The partnership had its start with the dementia program and created a significant impact on the residents’ quality of life—reaching residents with advanced dementia who can otherwise be difficult to connect with.

“The expressive arts are extremely effective in reaching people with dementia and bringing joy and meaning into their lives,” said Christina Cosgrove, director of Alzheimer Dementia Programs at the Vermont Veteran's Home, in a press release from VAE. “We’ve seen residents come alive, reconnect to their passion, to what they really love; it’s an awakening that carries over into their whole quality of life.”

One such program brought guest artist Michael Wingfield of Portland, Maine—a drummer, performer and teacher with more than 20 years of experience in the African-Caribbean percussion arts and culture—and his “The Rhythm of Life” to residents and staff at Tewksbury Hospital in March 2005. Tewksbury is a comprehensive care center for adults with chronic medical and mental illnesses in Tewksbury, Massachusetts. Wingfield's program introduced learning specific rhythms and songs of the African New World, as well as historical context and modern-day application, to geriatric patients, patients with mental illnesses and those suffering from Huntington's Disease.

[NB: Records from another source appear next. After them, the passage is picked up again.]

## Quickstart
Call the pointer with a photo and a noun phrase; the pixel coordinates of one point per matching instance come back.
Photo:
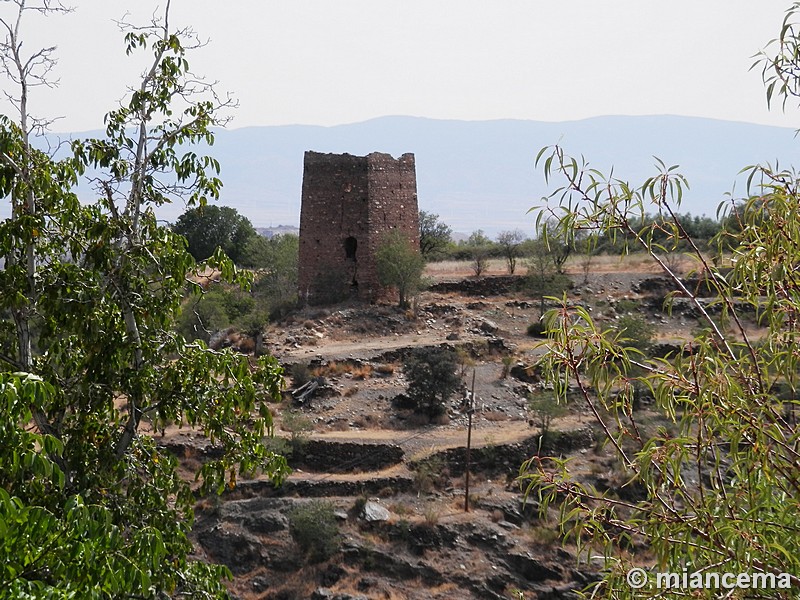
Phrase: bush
(315, 530)
(432, 377)
(300, 373)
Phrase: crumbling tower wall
(348, 205)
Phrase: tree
(399, 265)
(509, 242)
(90, 506)
(209, 227)
(718, 488)
(479, 246)
(434, 236)
(432, 379)
(542, 279)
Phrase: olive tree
(509, 242)
(434, 235)
(90, 505)
(399, 265)
(718, 484)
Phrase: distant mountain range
(481, 174)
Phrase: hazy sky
(329, 62)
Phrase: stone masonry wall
(348, 204)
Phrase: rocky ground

VAE Artistic Director Matthew Perry said, “To these people, often underserved in the arts community, become so happy, so expressive, makes me feel great. Art helps these people become engaged in the world and interact with each other. The energy in the room coupled with the quality of work and its presentation, the expressions on the participant’s faces, all of those elements have made working with the Vermont Veterans Home an exemplary partnership.”

The Healing Arts: New Pathways to Health is supported by a multi-disciplinary team of New England–based professionals and leaders in the fields of arts, public health, technology and education—including the Vermont Veteran's Home, Tewksbury Hospital, United Counseling Services, the Massachusetts Cultural Council and Vermont Arts Exchange. The project is also supported by interns from accredited colleges and universities, including Lesley University, the MIT Media Lab, Bennington College and the Berklee School of Music.